Au commencement était la ligne. De son inscription dans l’espace, elle donna peu à peu à l’Homme une assise, un ancrage dans la réalité complexe et mouvante du monde au sein duquel il évoluait. Pour Laurent Bousquet, elle fut très tôt une complice car, dès son plus jeune âge, il pratiqua le dessin avec une perceptible volupté. Les années passant, étant devenu architecte, il dut sacrifier son désir à l’exercice d’une profession qui lui laissait peu de loisirs. C’est en 2006 qu’une rencontre inattendue provoqua chez lui un retour vers sa toute première passion, trop longtemps contrariée sans doute par les lourdes contraintes horaires de sa profession. L’affaire pourrait paraître anecdotique si l’occasion n’avait agi comme un véritable déclic. Un Anglais que Laurent Bousquet croisa un beau jour sur sa route lui inspira une règle simple : S’astreindre à produire un dessin par jour. Le conseil de cet interlocuteur inopiné porta durablement ses fruits. Laurent décida en effet d’en faire sa propre règle de conduite. Les années qui suivirent montrèrent qu’il était capable de soutenir cet engagement sans songer à baisser la garde. L’un après l’autre, des milliers de dessins virent successivement le jour, avec une infaillible régularité. Jamais l’homme ne renia le principe dont il avait fait son credo.

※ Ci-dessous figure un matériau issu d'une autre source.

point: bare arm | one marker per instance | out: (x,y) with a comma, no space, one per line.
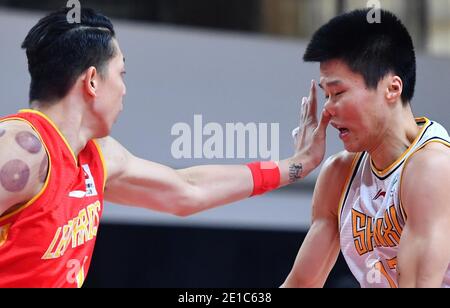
(23,165)
(424,252)
(138,182)
(320,248)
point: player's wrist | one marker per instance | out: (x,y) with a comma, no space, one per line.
(300,165)
(266,177)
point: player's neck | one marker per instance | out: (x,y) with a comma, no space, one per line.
(399,135)
(68,118)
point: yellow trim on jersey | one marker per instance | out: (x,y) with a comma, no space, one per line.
(41,192)
(56,128)
(402,209)
(102,158)
(382,173)
(347,186)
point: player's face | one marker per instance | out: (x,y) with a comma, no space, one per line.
(358,113)
(112,90)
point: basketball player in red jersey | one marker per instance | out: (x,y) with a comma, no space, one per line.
(58,164)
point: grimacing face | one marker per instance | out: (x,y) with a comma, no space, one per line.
(358,113)
(111,91)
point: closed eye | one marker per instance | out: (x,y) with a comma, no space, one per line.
(337,94)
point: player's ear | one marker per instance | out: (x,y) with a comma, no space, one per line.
(90,81)
(394,88)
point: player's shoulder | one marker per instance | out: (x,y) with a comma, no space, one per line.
(339,164)
(331,182)
(115,154)
(433,157)
(23,163)
(423,178)
(19,139)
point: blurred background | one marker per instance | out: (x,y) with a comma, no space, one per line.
(230,61)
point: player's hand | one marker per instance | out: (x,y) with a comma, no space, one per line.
(310,136)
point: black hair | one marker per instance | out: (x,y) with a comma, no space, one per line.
(370,49)
(59,52)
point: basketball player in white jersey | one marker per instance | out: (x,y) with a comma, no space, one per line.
(384,201)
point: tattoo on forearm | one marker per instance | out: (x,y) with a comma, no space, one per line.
(295,172)
(14,175)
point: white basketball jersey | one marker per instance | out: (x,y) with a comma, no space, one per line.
(371,217)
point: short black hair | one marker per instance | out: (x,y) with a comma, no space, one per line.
(370,49)
(59,52)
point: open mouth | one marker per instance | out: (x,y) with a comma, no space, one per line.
(343,131)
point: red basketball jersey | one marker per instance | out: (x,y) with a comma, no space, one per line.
(49,241)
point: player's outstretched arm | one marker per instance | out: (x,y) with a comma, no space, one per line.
(139,182)
(320,249)
(23,165)
(424,252)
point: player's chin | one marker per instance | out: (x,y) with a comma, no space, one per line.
(352,148)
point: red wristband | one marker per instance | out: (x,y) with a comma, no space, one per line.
(266,177)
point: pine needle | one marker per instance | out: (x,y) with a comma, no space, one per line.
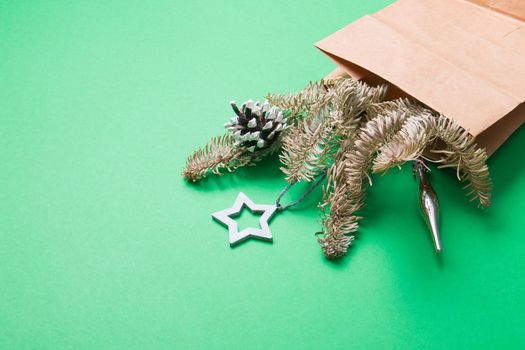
(218,155)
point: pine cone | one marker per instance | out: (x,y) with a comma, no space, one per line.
(256,126)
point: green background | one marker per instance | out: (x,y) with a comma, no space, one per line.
(104,246)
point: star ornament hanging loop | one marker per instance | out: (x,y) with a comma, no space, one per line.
(227,218)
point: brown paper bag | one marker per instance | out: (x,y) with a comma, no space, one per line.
(465,59)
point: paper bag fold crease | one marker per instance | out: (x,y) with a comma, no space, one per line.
(462,59)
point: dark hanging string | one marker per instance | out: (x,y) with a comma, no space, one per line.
(283,192)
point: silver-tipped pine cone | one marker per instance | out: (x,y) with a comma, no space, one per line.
(256,127)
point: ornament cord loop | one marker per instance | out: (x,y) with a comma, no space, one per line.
(280,207)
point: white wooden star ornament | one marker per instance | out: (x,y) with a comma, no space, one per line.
(227,216)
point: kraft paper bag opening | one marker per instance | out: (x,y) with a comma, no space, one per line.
(465,59)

L’ascèse à laquelle l’artiste avait décidé de se soumettre fut pour lui un facteur d’équilibre et de bien-être retrouvé. Un antistress providentiel pourrait-on dire. Nul doute que la rigueur acquise dans l’exercice de son métier aida Laurent Bousquet à tenir sa promesse. Pratiquant le dessin d’après modèle vivant et tout ce qui l’entoure ou s’agite sous le vent, Laurent Bousquet ne se déplace jamais sans un carnet de croquis. Mais il trouve tout aussi bien son miel face à son jardin. Si le corps humain et ses formes l’inspirent, les arbres restent pour lui un thème privilégié. Il y voit comme un écho aux destinées humaines. Campé entre terre et ciel, l’arbre apparaît pour lui comme une figure emblématique, un miroir des saisons et des âges de la vie. Il observe chacun d’eux comme un reflet de ses émotions, de ses interrogations et de sa propre sensualité, tissant subtilement des liens entre les éléments dont il décrypte ou décompose les rythmes et les mouvements, comme le ferait un musicien. Une écorce aussi bien le renvoie à la peau qui se métamorphose au fil des ans, affichant les épreuves et les marques du temps. Rien que de très naturel dans tout cela. Pour l’artiste, un palmier devient un support de méditation, un tronc ou un rocher acquiert une valeur sentimentale.
Sans jamais être froids, les dessins de Laurent Bousquet apparaissent d’une précision photographique qui n’empêche pas le lyrisme, car il y glisse cette part d’âme et de poésie qui fait toute la différence. Ses portraits et ses nus sont d’une remarquable facture, comme s’ils livraient à l’œil une part de leur secret intime. Il est rare qu’un simple dessin atteigne une telle force expressive. Nous sommes d’incroyables réceptacles, se plaît-il à dire face à ses innombrables dessins parfois traités sous forme de séquences, comme pour mieux souligner l’écho que chaque sujet suscite en lui.